KLM, Air France passenger data was improperly secured, and vulnerable to data theft

A large amount of personal data belonging to airline passengers who flew on KLM and Air France was not properly secured, and was somewhat readily available for theft, according to NOS and information technology security researcher Benjamin Broersma. The security hole was fixed soon after the broadcaster contacted the Dutch airline. It was not immediately clear if any passengers were affected by a data breach.

The private data that was available included e-mail addresses, telephone numbers, and passport information, the broadcaster reported. The security researcher also alleged that unauthorized users were also able to edit or delete passenger passport information, and relevant data related to travel visas.

The issue was discovered in the shortened URL sent from KLM to passengers via text message. Because the links are shortened down to just six characters, they were less unique, and thus, less secure.

As a result, they were accessible to any random hacker who wanted to test hyperlinks on a wide scale. This type of cyberattack could be carried out by an individual or collective creating a script to automatically scrape data by testing one link after another. As the data was visible to anyone, regardless if they were logged in, the personal information could be collected without actually attacking the security infrastructure.

A brief test by NOS and Broersma uncovered 900 records with valid passenger data in a matter of hours. “There were actually two things that went wrong: the [URL] codes were too short, and there were too many working codes,” said Broersma.

KLM claimed their security staff noticed the suspicious activity caused by the NOS test, and began taking steps to fix the problem before they were contacted. After the broadcaster contacted the airline, the airline said, “Our IT department has immediately taken the necessary measures to resolve this.” This response was written and submitted to NOS on Friday afternoon. “Anyone who now clicks on the link must first log in to the My Travel environment of the KLM or Air France websites. The situation is therefore safe and normal again.”

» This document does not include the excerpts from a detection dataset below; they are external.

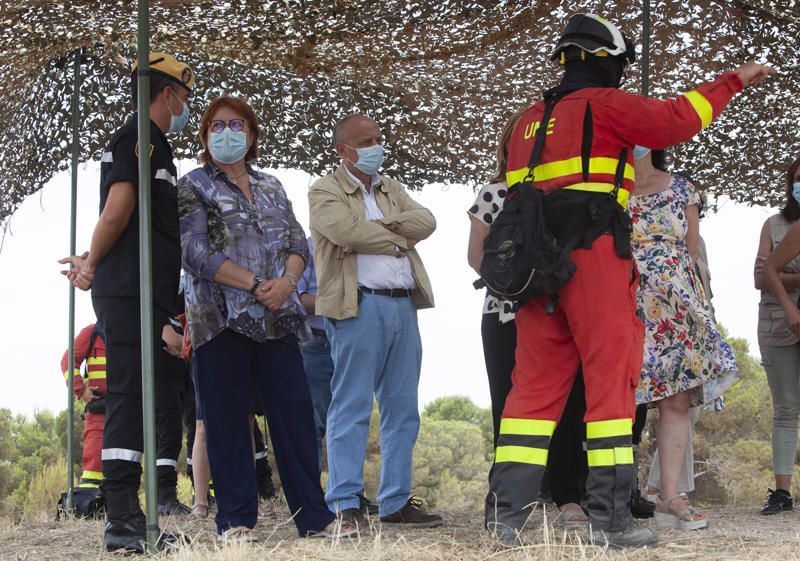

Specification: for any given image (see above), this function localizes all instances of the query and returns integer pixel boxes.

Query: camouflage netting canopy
[0,0,800,222]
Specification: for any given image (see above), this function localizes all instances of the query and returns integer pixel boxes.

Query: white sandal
[653,493,708,530]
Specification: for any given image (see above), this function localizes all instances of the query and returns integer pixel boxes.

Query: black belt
[358,286,411,298]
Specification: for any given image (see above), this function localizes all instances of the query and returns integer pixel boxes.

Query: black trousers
[92,296,182,520]
[195,329,335,536]
[155,356,188,496]
[481,313,589,506]
[481,313,517,447]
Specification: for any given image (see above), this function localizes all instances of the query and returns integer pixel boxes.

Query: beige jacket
[308,166,436,319]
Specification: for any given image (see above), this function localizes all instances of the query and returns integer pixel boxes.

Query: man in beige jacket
[308,114,442,528]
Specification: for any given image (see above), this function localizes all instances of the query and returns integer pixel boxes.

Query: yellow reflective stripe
[494,446,547,466]
[500,419,556,436]
[81,469,103,480]
[564,183,631,208]
[506,156,635,185]
[586,446,633,467]
[586,419,633,439]
[683,90,714,128]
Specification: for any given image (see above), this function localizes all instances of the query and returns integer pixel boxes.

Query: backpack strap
[581,101,594,179]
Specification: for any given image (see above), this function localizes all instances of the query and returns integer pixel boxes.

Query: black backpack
[480,96,577,303]
[56,487,106,520]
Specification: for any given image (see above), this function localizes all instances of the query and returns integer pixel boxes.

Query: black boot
[630,444,656,518]
[585,419,658,547]
[485,419,555,547]
[103,489,188,553]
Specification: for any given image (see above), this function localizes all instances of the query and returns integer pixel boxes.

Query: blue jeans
[300,334,333,469]
[325,294,422,516]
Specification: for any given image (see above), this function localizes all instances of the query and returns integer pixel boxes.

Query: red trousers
[83,411,106,479]
[503,235,644,423]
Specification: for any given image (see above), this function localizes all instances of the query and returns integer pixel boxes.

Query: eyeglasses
[211,119,244,132]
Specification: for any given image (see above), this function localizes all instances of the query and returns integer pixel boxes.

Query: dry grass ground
[0,508,800,561]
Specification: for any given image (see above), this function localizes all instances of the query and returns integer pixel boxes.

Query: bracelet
[250,275,264,294]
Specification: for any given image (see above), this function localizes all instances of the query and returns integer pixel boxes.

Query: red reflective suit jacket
[61,324,106,397]
[506,73,742,201]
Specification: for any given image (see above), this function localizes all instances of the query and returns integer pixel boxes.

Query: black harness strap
[581,101,594,183]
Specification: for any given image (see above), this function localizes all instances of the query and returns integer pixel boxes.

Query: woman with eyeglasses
[178,96,355,541]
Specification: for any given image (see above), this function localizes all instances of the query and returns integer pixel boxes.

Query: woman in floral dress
[628,146,738,529]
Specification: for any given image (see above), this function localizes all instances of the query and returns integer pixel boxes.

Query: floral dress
[628,176,739,406]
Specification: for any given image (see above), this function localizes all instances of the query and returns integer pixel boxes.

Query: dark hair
[781,158,800,222]
[199,95,259,163]
[650,150,669,173]
[131,72,184,109]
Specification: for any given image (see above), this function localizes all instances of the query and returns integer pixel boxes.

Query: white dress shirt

Regardless, it was not clear if any passengers were affected by the security hole before it was repaired, and determining that could be difficult in hindsight. KLM would not say how many passengers could potentially have had their data stolen, or if they were aware of any data actually taken in a theft. “As previously indicated, we take the privacy of our passengers seriously and implement a very advanced security policy,” the company told NOS.

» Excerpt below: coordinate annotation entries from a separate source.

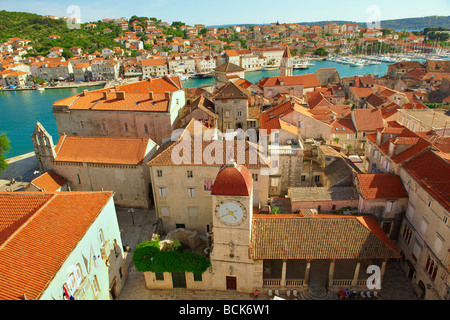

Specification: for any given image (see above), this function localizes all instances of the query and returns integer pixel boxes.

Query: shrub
[133,240,211,274]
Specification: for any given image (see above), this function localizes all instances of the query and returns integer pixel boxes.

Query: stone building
[32,123,157,208]
[280,46,294,77]
[53,76,185,144]
[212,81,249,132]
[214,62,245,89]
[397,151,450,300]
[0,191,128,300]
[355,173,408,240]
[148,123,269,235]
[145,163,400,299]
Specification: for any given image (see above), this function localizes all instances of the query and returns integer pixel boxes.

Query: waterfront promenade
[0,151,39,191]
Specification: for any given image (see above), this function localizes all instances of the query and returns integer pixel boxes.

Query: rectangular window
[189,208,197,217]
[194,273,203,281]
[402,223,412,244]
[271,178,278,187]
[92,276,100,296]
[161,207,170,217]
[386,201,394,212]
[382,222,392,235]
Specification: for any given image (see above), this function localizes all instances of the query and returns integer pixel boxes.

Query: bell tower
[280,46,294,77]
[210,161,262,292]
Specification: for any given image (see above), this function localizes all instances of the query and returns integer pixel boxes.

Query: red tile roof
[258,74,322,88]
[0,192,113,300]
[31,171,67,192]
[403,151,450,210]
[352,109,384,131]
[249,214,400,260]
[53,76,182,112]
[211,165,252,196]
[356,173,408,200]
[55,135,151,165]
[331,119,356,133]
[259,101,298,134]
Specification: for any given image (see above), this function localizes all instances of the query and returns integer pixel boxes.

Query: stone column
[352,261,361,287]
[303,260,311,287]
[281,260,287,287]
[380,260,387,285]
[328,260,336,287]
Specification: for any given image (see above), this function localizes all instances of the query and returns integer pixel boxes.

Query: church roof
[0,191,113,300]
[213,82,248,99]
[249,215,400,260]
[211,163,252,196]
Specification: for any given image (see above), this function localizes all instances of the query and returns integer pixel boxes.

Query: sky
[0,0,450,26]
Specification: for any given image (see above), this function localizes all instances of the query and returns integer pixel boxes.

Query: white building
[0,191,127,300]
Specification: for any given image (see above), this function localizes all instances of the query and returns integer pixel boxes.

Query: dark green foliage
[133,241,211,274]
[0,10,126,55]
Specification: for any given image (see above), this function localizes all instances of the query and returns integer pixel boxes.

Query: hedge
[133,240,211,274]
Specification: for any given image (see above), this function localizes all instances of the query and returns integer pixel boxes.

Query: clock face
[216,201,246,225]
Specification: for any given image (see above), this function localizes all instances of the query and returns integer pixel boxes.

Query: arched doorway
[419,280,426,299]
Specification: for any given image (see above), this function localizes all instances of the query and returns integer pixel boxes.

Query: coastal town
[0,6,450,304]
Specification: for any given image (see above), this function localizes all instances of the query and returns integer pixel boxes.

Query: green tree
[0,131,10,173]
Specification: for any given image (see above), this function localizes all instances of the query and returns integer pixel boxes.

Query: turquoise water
[0,87,103,158]
[0,61,387,158]
[183,60,388,88]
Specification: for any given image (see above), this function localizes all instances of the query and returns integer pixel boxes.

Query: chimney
[116,91,125,100]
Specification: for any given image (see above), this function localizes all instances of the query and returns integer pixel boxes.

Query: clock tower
[210,161,262,292]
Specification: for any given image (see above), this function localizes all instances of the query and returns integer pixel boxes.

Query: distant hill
[208,16,450,31]
[0,10,122,55]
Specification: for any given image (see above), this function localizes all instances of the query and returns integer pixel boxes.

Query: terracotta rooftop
[211,164,252,196]
[55,135,151,165]
[356,173,408,200]
[249,214,400,260]
[31,171,67,192]
[352,109,384,131]
[53,76,182,112]
[258,73,322,88]
[0,192,113,300]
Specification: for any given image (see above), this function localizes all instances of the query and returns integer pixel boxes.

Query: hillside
[213,16,450,31]
[0,10,125,54]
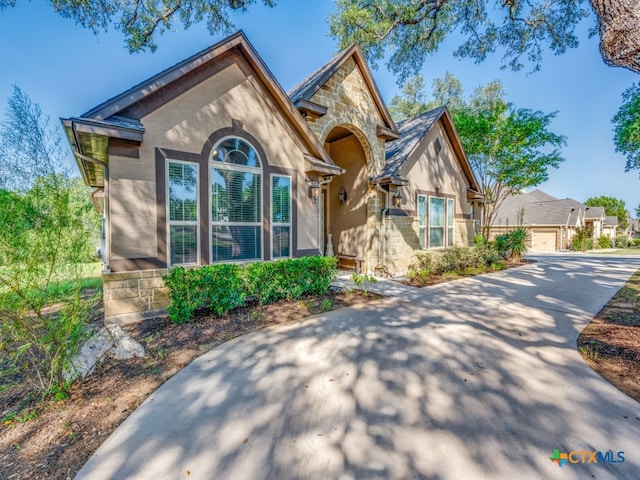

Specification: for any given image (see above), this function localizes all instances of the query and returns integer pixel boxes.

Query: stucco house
[490,189,609,252]
[62,32,482,321]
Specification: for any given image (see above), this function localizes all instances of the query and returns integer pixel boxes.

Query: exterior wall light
[393,190,404,208]
[338,187,347,205]
[309,180,320,203]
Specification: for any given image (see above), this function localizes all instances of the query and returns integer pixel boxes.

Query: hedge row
[164,256,337,323]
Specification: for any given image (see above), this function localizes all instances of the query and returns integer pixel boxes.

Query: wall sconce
[338,187,347,205]
[393,190,404,208]
[309,180,320,203]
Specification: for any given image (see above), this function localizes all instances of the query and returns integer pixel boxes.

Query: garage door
[531,232,556,252]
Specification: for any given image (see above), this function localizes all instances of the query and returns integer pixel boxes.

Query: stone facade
[102,268,169,324]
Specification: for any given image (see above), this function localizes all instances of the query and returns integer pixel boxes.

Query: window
[211,138,262,262]
[167,160,198,265]
[429,197,445,248]
[271,175,291,258]
[418,195,456,249]
[447,198,456,247]
[418,195,427,248]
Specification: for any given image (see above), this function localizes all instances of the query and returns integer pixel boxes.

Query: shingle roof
[494,190,586,226]
[604,215,618,227]
[378,107,445,178]
[585,207,605,220]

Someone was caught napping at KLM, said former intelligence service leader Bert Hubert. “Six characters is just not enough. They could have made it eight or nine.” The seemingly small change would actually make a big difference, as six characters means a total of about 57 billion permutations, but increasing that to eight characters boosts the total to over 200 trillion. Such a change would have strongly reduced the chance of randomly finding a valid short URL.